Chung-I Wu's Other Paper on Adaptive Evolution

In addition to the paper on adaptive evolution in the Drosophila melanogaster genome (reviewed here yesterday), Chung-I Wu is also senior author on a sort-of companion paper studying adaptive evolution in the human genome. Yeah, I know, who really cares about the human genome, human evolution, or humans? The real interest is in Drosophila. But, believe it or not, there are some people who find human population genetics totally engrossing.

The paper using sequences from the human genome, which Wu co-authored with Jun Gojobori (who is not this Gojobori), Hua Tang and Josh Akey, looks at polymorphisms in protein coding sequences compared to divergence from chimpanzee. They employ a modification of the McDonald-Kreitman test to determine if there is an excess of differences between humans and chimps relative to the amount of variation found within humans. But rather than doing this test on individual genes, they organized the data into amino acids. The standard genetic code allows for twenty amino acids and three codons that signify termination of translation. There are 190 possible changes from one amino acid to another ([20*19]/2), of which 75 can be achieved by a single nucleotide change; Gojobori et al refer to these as elementary changes.

The researchers employed two metrics to represent the amount of polymorphic elementary changes and divergent elementary changes. First, they divided polymorphisms into two classes: rare polymorphism found at a frequency of less than 20% and common polymorphisms found at a frequency greater than 20%. The polymorphisms within humans and substitutions between humans and chimps are further divided into those that change the amino acid encoded by the codon (non-synonymous or A) and those that do not (synonymous or S). They then estimated the rate of non-synonymous and synonymous mutations using the amount of polymorphism at those sites.

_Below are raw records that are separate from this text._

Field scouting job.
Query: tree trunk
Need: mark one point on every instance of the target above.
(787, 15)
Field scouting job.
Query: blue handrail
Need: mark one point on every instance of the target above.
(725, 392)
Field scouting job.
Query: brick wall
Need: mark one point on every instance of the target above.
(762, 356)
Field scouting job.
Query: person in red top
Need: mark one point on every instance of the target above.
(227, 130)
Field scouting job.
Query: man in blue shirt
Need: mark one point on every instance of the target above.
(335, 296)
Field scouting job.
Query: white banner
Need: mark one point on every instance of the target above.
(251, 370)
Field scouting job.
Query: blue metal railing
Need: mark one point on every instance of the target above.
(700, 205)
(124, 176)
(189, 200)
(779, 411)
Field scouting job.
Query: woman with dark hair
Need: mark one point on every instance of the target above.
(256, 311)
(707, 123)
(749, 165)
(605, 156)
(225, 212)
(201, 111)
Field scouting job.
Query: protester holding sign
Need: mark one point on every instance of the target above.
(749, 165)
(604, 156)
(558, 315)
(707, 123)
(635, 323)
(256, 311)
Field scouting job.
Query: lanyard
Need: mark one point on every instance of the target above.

The aforementioned parameters are used to estimate the polymorphism index (PI) and fixation index (FI). They are calculated using the following equations:

PI = [Arare/Srare]/[Amutation/Smutation]

FI = [Adivergence/Sdivergence]/[Acommon/Scommon]

Synonymous changes are assumed to be selectively neutral -- they act as a control. PI captures the probability with which new mutations reach appreciable frequencies (but still <20%), while FI represents the likelihood of a common allele (>20%) reaching fixation. These two metrics were calculated for each of the 75 elementary changes (those that differ by a single amino acid) for all codons in the genome. A higher PI means that a particular amino acid change is less likely to be removed by purifying natural selection, allowing it to become polymorphic. A higher FI means that a particular non-synonymous polymorphism is more likely to fix between species than is expected based on within species polymorphism, which suggests the action of positive selection.

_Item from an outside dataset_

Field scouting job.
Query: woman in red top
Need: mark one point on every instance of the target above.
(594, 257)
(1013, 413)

i-e594de344cb4520ac3acd9871121e230-gojobori_etal_2007_adap_evol_human.gif

The authors then plotted FI versus PI for two separate data sets. The top graph represents data from Perlegen, and on the bottom graph are data from HapMap. The Perlegen data are less biased, so we'll focus on those, although the same patterns can be seen in both graphs. Each point on the graph represents an elementary change, summarizing all the polymorphism and divergence for that amino acid change across the entire human genome.

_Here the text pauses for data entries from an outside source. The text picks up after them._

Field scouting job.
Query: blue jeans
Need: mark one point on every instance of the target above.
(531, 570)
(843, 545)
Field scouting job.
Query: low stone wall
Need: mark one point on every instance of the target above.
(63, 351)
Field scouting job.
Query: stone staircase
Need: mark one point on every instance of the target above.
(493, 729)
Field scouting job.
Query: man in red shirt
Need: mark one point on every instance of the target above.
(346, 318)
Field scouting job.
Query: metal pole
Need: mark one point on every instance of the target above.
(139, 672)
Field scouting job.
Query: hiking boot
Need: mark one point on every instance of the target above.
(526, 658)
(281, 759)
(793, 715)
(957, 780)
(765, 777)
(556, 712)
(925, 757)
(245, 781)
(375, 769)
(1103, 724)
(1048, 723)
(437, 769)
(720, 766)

The big trend to glean from these plots is that elementary changes with large PIs (ie, those that are highly likely to become polymorphic) have low FIs. This leads Gojobori et al to conclude that mutations that are not removed by natural selection -- those that are able to stick around long enough to be measure in a survey of polymorphism -- are unlikely to be fixed by natural selection between species. Conversely, the elementary changes with the largest FIs (those that are likely to be fixed by natural selection) have low PIs (they tend to be removed by natural selection when they arise as new mutations). Elementary changes with FI values significantly larger that the rest lie within the dashed box.

A simple conclusion from these trends is that some of the mutations that are the most likely to be removed by purifying selection are the same types of changes that are likely to be fixed by positive selection between species. The finding that FI and PI are negatively correlated throws a stick in the spokes of some methods to detect adaptive evolution using polymorphism and divergence. But it looks like selection (both purifying and positive) is only operating on subset of all amino acid changes, and it's the same changes that are being operated on by both types of natural selection. And some amino acid changes appear to be quite neutral, with a high probability of reaching an appreciable frequency, but with no bias toward fixation.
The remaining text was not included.